Personal information
- Nationality: Beninese
- Born: 5 January 1991 (age 35) Savalou, Benin

Sport
- Sport: Track and field
- Event: Heptathlon (and associated events)

Achievements and titles
- Personal bests: Heptathlon: 6210 100 m: 13.27 200 m: 24.01 800 m: 2:20.45 Long jump: 6.00 m High jump: 1.78 m Shot put: 15.24 m Javelin: 46.74 m

Medal record
Women's athletics
Representing Benin
African Games
| Gold medal – first place | 2023 Accra | Heptathlon |
| Silver medal – second place | 2015 Brazzaville | Heptathlon |
| Bronze medal – third place | 2019 Rabat | Shot put |
African Championships
| Gold medal – first place | 2018 Asaba | Heptathlon |
| Gold medal – first place | 2022 Saint Pierre | Heptathlon |
| Gold medal – first place | 2024 Douala | Heptathlon |
| Gold medal – first place | 2026 Accra | Heptathlon |
Islamic Solidarity Games
| Gold medal – first place | 2017 Baku | 100 m hurdles |

= Odile Ahouanwanou =

Beninese athlete (born 1991)

Odile Ahouanwanou (born 5 January 1991) is a Beninese heptathlete, who also specialises in the 100 metres hurdles; she holds Beninese records in both events. She competed at the 2012 Summer Olympics, 2015 African Games and two African Championships in Athletics, and won a silver medal in the heptathlon at the 2015 African Games.

==Competition==
Ahouanwanou debuted internationally at the 2012 African Championships in Athletics in Porto-Novo, Benin. She competed in the heptathlon and finished sixth overall with a points score of 4983, 941 points behind the gold medalist. Ahouanwanou's best result in an individual discipline was fourth in both the javelin and shot put. At the 2012 Summer Olympics she competed in the 100 metres hurdles. She placed eighth out of nine competitors in Heat 6, setting a new Beninese national record at 14.76 seconds.

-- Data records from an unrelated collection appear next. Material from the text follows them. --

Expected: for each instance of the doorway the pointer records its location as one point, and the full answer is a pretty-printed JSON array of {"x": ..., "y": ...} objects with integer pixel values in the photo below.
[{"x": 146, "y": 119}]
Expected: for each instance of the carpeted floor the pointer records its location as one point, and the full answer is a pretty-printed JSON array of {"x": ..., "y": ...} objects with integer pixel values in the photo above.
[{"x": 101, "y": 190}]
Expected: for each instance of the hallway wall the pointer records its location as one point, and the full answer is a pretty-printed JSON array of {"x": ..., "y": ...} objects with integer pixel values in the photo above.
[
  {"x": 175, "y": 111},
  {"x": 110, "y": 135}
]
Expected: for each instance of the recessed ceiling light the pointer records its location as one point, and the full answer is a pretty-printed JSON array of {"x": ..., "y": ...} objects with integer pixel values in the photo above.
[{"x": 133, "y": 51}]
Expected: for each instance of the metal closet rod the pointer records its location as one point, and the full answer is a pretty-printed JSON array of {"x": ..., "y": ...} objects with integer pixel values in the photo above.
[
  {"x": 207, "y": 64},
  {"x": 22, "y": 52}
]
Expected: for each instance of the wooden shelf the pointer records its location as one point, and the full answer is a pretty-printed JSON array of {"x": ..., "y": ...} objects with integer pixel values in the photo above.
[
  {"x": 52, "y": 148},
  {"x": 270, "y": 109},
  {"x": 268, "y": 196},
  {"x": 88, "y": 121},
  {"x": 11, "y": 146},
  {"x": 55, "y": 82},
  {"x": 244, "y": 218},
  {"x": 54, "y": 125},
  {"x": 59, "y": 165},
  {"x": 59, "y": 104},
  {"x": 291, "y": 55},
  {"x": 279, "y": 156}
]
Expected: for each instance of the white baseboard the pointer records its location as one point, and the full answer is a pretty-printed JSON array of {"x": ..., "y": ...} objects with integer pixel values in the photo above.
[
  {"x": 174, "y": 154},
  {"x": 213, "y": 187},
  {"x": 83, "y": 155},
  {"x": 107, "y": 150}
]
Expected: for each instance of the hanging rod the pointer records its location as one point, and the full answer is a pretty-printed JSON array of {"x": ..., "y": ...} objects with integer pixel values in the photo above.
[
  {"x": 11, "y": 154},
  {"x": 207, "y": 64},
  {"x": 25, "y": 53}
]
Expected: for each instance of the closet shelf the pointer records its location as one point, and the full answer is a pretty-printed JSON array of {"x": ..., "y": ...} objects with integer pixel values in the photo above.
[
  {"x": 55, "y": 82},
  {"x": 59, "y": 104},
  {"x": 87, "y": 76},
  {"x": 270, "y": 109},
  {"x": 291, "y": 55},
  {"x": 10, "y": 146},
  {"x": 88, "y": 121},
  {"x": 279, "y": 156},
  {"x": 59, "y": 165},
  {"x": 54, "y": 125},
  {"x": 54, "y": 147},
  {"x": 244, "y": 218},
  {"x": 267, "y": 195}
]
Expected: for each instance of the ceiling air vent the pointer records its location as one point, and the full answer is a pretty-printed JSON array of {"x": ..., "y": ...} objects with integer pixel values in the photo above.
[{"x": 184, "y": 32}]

Ahouanwanou's next major competition was the 2014 African Championships in Athletics, where she finished eighth in the heptathlon with 4309 points. She won the shot put and javelin disciplines, but she was disqualified in the 100 metres hurdles. Ahouanwanou then competed in the 2015 African Games, where she won the silver medal in the heptathlon with a points score of 5734. She finished first in the shot put and in the javelin, second in the 200 metres, fourth in the high jump, fifth in the 100 metres hurdles, seven in the 800 metres and eighth in the long jump.

She finished in 8th place in the heptathlon at the 2019 World Championships, with a new national record points total of 6210.